Tymczasem on właśnie się przygotowywał do wyjścia.
-Gdzie się wybierasz? –Spytał Kakashi wchodząc do
pokoju.
-Muszę zobaczyć, co z Hinatą, no i mam ważną misję.
–Odpowiedział nie patrząc na swojego senseia
-Hinata jest już bezpieczna w domu, a misję
przejmuję ja. –Powiedział Siwowłosy –Teraz wyjaśnij mi, na czym ona polega. –Naruto
spojrzał na niego. Patrzył tak chwilę oceniając czy może mu zdradzić tą misję.

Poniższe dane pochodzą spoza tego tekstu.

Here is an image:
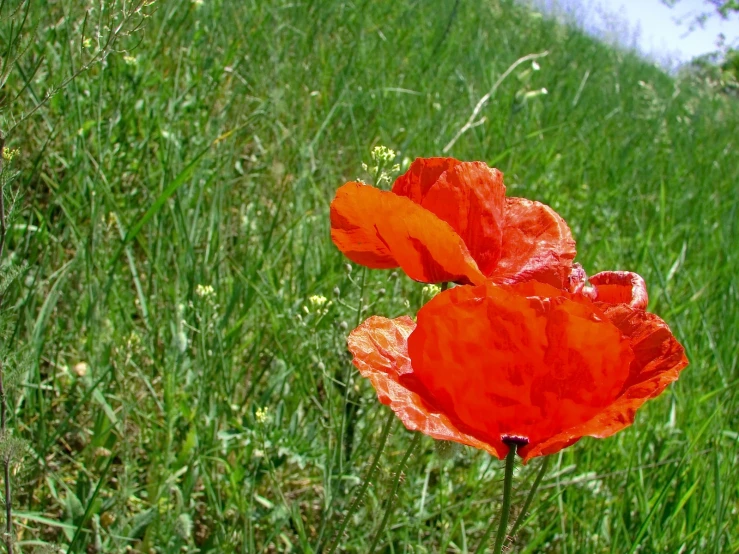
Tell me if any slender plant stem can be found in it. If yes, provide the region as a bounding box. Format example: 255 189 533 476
475 443 517 554
0 132 13 554
326 411 395 554
368 433 421 553
509 456 550 538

-Hokage-sama mi ją przekazała. –powiedział szybko
Kakashi widząc nieufność Naruto
-Ta misja polega…
-Panie Uzu… to znaczy Namikaze –Krzyknęła Pielęgniarka
–Panie Hatake, prosiłabym o opuszczenie pokoju. –Zwróciła się do starszego z
mężczyzn, jednocześnie wypychając go za drzwi.
-Proszę Pana ma się Pan natychmiast przebrać. Co to
ma znaczyć? –Krzyczała Kobieta
-Rozumiem, przebiorę się, tylko czy może Pani wyjść
–powiedział Naruto, Ta wysłuchała jego prośby i wyszła.